Screening rho-meson mass in the presence of strong magnetic fields

TL;DR

This paper investigates how strong magnetic fields affect the screening mass of the neutral rho-meson using the KLZ model, revealing mode-dependent behaviors and contributing to understanding QCD in extreme environments.

Contribution

The study introduces a detailed analysis of rho-meson screening masses in strong magnetic fields, considering tensor structures and Landau level effects, which is novel in this context.

Findings

Zero and perpendicular modes increase with magnetic field strength.

Parallel mode remains approximately constant regardless of magnetic field.

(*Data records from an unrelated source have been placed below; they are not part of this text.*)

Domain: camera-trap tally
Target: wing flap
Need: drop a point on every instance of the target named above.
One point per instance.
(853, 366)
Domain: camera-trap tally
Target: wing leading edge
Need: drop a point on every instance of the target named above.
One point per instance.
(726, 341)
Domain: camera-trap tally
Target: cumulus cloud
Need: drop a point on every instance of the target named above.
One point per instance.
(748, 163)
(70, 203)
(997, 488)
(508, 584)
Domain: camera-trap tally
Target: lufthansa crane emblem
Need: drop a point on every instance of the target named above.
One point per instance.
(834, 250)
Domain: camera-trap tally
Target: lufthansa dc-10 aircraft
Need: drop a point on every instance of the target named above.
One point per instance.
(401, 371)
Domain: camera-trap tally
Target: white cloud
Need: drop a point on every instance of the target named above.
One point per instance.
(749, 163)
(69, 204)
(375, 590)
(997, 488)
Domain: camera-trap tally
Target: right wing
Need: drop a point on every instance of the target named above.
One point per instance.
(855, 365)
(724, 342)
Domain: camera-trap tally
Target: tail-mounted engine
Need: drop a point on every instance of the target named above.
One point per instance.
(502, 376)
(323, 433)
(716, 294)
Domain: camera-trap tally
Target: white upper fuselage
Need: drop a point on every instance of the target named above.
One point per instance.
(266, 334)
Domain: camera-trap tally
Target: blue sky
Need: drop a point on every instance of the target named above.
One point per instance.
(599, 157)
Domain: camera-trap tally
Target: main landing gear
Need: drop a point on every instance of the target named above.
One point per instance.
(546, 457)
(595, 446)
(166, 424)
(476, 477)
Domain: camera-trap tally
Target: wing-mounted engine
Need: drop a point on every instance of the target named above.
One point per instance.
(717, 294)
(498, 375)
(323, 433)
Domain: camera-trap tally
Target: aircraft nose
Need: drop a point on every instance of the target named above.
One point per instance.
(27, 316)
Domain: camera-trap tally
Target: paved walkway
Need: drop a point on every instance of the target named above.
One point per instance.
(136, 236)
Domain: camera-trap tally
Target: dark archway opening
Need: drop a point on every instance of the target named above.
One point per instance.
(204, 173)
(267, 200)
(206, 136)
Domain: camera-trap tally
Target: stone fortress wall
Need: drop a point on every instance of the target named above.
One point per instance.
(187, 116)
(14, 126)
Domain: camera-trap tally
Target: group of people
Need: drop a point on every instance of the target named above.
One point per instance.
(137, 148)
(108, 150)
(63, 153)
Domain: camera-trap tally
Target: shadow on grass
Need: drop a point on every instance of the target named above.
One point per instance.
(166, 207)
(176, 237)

Distinct behaviors of screening masses provide insights into vector mesons in magnetized media.

Abstract

We study the screening mass of the neutral rho-meson in the presence of strong magnetic fields using the Kroll-Lee-Zumino (KLZ) model. The rho-meson self-energy is computed at one-loop order within the lowest Landau level (LLL) approximation, considering the magnetic field as the dominant energy scale. Due to Lorentz symmetry breaking induced by the external field, we decompose the self-energy into three independent tensor structures, which give rise to three distinct modes. Additionally, the four-momentum splits into parallel and perpendicular components, leading to two types of screening masses: the parallel screening mass ( $p_0=0$ and $p_\perp \to 0$ ) and the perpendicular screening mass ( $p_0=0$ and $p_\parallel \to 0$ ). Our results show that the zero and perpendicular modes exhibit a monotonically increasing behavior with the magnetic field strength, whereas the parallel mode remains essentially constant. These findings provide new insights into the behavior of vector mesons in strongly magnetized media, with implications for QCD under extreme conditions.